I unexpectedly found myself crying over the Iraq war as I read the obituary of Capt. Maria Ines Ortiz, a highly praised Army nurse. What I read broke my heart. The story of this remarkable woman and her tragic, pointless killing in Iraq had so much more power than the endless statistics that have numbed our emotions and fed our anger about Bush’s Iraq War.
Maria was just 40 years old. She volunteered for duty in Iraq, eager to do her part. She wanted to take care of soldiers. She was the first Army nurse killed in combat since the Vietnam War.
Everyone who ever worked with Maria adored and respected her. She was one of those truly exceptional people who transcended her professional status with loving care for those she nursed and worked with.
Maria was killed on July 10 in the Green Zone in Baghdad. She was caught outside by a barrage of mortar shells and killed by shrapnel.
Before going to Iraq last fall she was the chief nurse at the Kirk U.S. Army Health Clinic in Aberdeen, Maryland. Many people there broke down in tears when the clinic commander called everyone together to tell them Maria was another casualty of the Iraq War. Renee Smith who had worked with Maria described her as the “jewel of the clinic.” “Her work wasn’t finished until everybody was cared for,” said Smith.
Maria had also served at Walter Reed Army Medical Center. Medical Command officials are considering naming a building or clinic in her name to honor her memory.
Wendy Schuler, another co-worker at Aberdeen, had sent Maria an email, asking if she needed anything. All Maria wanted was Christmas decorations so she could brighten up the halls at the hospital where she worked. Her colleagues there held a memorial service for her. They talked about how Maria had touched their lives.
Maria started her Army career as an enlisted solder with the Reserve in Puerto Rico in 1991. She became active duty in 1993 and was commissioned an officer in 1999, the year she received her nursing masters degree from the University of Puerto Rico. Dead in 2007.
Upon returning from Iraq, Maria was to marry Juan Casiano, an Army veteran who had guided her career. He said “She touched everyone's lives and everything about her was positive. She always carried a smile. I saw in her what everyone else sees, a beautiful person who brings joy to everyone she touches. There wasn’t anything negative about that woman.”
Maria is also survived by her parents and four sisters. Her father had also served in the Army and said, “She always said to me ‘daddy, I am going to serve 30 years in the army.’” Maria only made it halfway.
Maria will be buried at Arlington National Cemetery.
Maria was just 40 years old with so much more living, loving and service ahead of her. Bush is guilty of her criminally negligent homicide.
I don’t know what Maria thought of the Iraq War. But her death has done more than anything else to make me despise what our disgraceful, delusional and dumb President George W. Bush has done. It will take a long, long time for our nation to heal from the wounds that Bush has viciously and arrogantly inflicted on us.

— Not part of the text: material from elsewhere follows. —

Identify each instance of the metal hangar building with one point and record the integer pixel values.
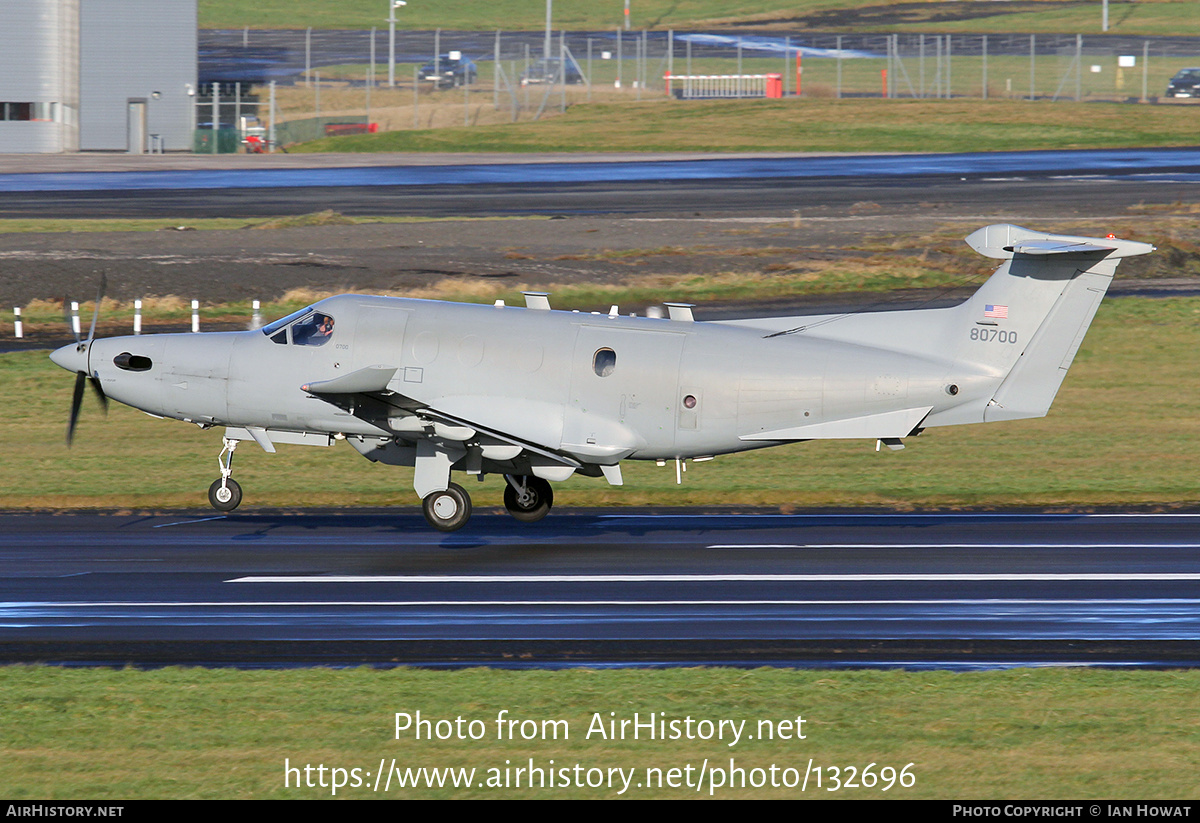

Maria should not have died from shrapnel in Iraq. And neither should have thousands and thousands of other Americans died and become terribly wounded in Iraq. For what? To keep all the lies of Bush alive until, eventually and inevitably, we leave Iraq, defeated and with even more dead and wounded soldiers?
By then Bush will be back in Texas, disgraced, delusional and dumb as ever. And many, many people will still shed tears when they remember Maria and ask themselves: Why?
And why, I ask, is there any hesitation by any sane member of Congress about impeaching Bush?